Telco cloud is undoubtedly the future for Mobile Service Providers’ (MSPs’) undertakings into new growth ventures. On the one hand, Software Defined Technology (SDN) is bound to play a critical role in connecting data center elements and edge platform to a carrier’s cloud. On the other hand, six years into NFV and NFV’s role in carrier cloud deployment, or if it will play a role at all, has yet to be identified. Analogously, 5G could be a driver for NFV but, given the narrow scope of NFV that targeted customer-specific, site-specific deployments, the role 5G could play is questionable. This is a result of the fact that 5G services and networks are going to be multi-tenant in nature from the onset. Lean NFV could potentially change the fortunes of NFV, but for it to substantially alter the somewhat wrong direction that the original NFV bus took, it is going to need to propose much more than mere technological enhancements such as the KV store.
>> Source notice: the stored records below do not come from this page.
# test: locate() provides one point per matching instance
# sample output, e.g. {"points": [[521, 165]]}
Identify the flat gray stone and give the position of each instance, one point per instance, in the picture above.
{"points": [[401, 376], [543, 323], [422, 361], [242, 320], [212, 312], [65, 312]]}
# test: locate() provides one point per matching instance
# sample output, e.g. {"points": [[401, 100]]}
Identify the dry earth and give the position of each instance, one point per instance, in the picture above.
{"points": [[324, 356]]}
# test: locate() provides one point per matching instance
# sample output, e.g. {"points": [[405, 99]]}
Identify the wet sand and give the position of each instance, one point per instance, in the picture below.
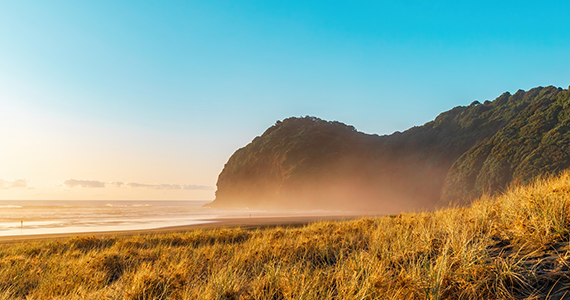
{"points": [[245, 222]]}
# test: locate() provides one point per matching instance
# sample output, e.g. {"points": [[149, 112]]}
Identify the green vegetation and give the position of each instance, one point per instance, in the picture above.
{"points": [[510, 246], [464, 153]]}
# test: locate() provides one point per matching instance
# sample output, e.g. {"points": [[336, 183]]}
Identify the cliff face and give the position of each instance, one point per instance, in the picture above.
{"points": [[302, 163]]}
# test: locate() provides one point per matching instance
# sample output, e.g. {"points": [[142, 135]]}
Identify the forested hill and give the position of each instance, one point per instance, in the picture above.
{"points": [[302, 163]]}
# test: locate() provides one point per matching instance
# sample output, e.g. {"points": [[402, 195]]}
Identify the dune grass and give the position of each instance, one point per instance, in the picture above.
{"points": [[512, 246]]}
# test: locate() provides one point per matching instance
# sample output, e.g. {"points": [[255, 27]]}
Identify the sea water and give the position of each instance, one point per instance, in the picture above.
{"points": [[55, 216], [28, 217]]}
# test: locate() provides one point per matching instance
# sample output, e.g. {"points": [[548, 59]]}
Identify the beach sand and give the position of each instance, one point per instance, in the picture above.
{"points": [[245, 222]]}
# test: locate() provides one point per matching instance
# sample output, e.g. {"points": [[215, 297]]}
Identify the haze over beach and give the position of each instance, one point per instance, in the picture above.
{"points": [[158, 96], [284, 150]]}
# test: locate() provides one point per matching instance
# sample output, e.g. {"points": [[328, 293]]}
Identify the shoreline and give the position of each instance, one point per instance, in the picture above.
{"points": [[242, 222]]}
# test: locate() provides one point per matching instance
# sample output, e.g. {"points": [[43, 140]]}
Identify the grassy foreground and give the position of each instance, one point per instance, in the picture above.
{"points": [[507, 247]]}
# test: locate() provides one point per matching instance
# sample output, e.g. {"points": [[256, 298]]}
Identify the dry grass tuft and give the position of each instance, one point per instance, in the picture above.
{"points": [[512, 246]]}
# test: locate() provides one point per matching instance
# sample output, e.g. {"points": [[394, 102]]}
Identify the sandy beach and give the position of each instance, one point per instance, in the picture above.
{"points": [[245, 222]]}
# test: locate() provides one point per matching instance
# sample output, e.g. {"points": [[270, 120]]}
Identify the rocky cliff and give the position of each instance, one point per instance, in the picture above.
{"points": [[307, 163]]}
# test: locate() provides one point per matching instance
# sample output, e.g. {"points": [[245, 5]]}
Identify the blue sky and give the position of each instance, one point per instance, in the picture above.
{"points": [[172, 89]]}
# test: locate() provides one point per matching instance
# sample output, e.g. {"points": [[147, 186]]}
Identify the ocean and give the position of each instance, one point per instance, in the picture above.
{"points": [[58, 216]]}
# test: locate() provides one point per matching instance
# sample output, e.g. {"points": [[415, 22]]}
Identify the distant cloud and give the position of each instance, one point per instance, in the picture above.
{"points": [[197, 187], [71, 183], [119, 184], [18, 183]]}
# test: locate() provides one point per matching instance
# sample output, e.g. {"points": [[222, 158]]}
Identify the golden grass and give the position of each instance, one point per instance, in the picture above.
{"points": [[510, 246]]}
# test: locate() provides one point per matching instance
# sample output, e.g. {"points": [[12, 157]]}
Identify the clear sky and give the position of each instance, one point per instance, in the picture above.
{"points": [[148, 99]]}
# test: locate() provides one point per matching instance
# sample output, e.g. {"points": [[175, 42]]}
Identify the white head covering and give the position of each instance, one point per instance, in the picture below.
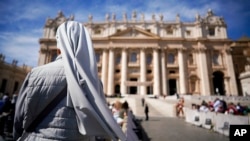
{"points": [[93, 116]]}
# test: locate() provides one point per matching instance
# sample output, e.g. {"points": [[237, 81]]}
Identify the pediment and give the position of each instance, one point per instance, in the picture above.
{"points": [[134, 33]]}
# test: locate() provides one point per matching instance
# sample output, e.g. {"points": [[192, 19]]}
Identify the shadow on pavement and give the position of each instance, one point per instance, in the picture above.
{"points": [[142, 135]]}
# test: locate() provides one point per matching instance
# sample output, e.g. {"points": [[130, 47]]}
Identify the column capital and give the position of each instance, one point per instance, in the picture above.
{"points": [[201, 50], [228, 50], [182, 49]]}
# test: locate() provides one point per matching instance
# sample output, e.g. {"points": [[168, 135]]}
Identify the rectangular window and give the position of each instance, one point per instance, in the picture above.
{"points": [[211, 31], [133, 57], [188, 32]]}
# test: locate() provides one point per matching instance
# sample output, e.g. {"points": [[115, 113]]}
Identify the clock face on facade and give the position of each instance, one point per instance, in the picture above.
{"points": [[211, 19]]}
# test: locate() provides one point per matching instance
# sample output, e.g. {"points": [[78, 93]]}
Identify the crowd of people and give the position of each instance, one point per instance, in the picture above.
{"points": [[120, 111], [221, 106]]}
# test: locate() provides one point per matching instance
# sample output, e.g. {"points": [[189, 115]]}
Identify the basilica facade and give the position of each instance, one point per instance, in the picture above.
{"points": [[156, 57]]}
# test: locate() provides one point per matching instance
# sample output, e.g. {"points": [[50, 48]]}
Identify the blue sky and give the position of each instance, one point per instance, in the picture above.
{"points": [[22, 21]]}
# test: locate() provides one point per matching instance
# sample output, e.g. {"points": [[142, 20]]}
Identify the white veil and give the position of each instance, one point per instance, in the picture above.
{"points": [[84, 88]]}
NFVs original intent was to reduce Capital Expenditure (CAPEX) by substituting custom network appliances with commodity-server hosting of VNFs. That did not materialize, as the operational costs of VNF onboarding and lifecycle management offset the equipment savings. Furthermore, the original scope omitted operations automations, a key strand which would have aided in avoiding sub optimization. To make amends, there is now a collective voice in the industry that expects cloud-native architectures to plow into new commercial territory. Indeed, this is probably the single most important prism through which to examine whether or not NFV will succeed.
In Systems Theory, a powerful way to influence the behavior of a system is through its goal. Similarly, the industry at large must set a broad NFV goal, break it down into specific sub-goals, and work through the details of how to achieve each. Planning for scale and thinking broadly from the start is required to create a commercial opportunity that has capacity and is repeatable. A cloud native vision, and technology in general, is certainly a plausible enabler, but one that would have to have been integrated into NFV from day one. Absent that, all subsequent industry initiatives, including Lean NFV, need to step up by instituting a direction-setter (the goal) that adequately measures progress, reflects a wholesale view of telco operations, and, eventually, either delivers new revenue or achieves tangible savings. NFV is not there yet, but Lean NFV has the chance to shed light by focusing on seeking the right strategic aim, and, this is important, what whole-ecosystem purpose (goal) that aim serves.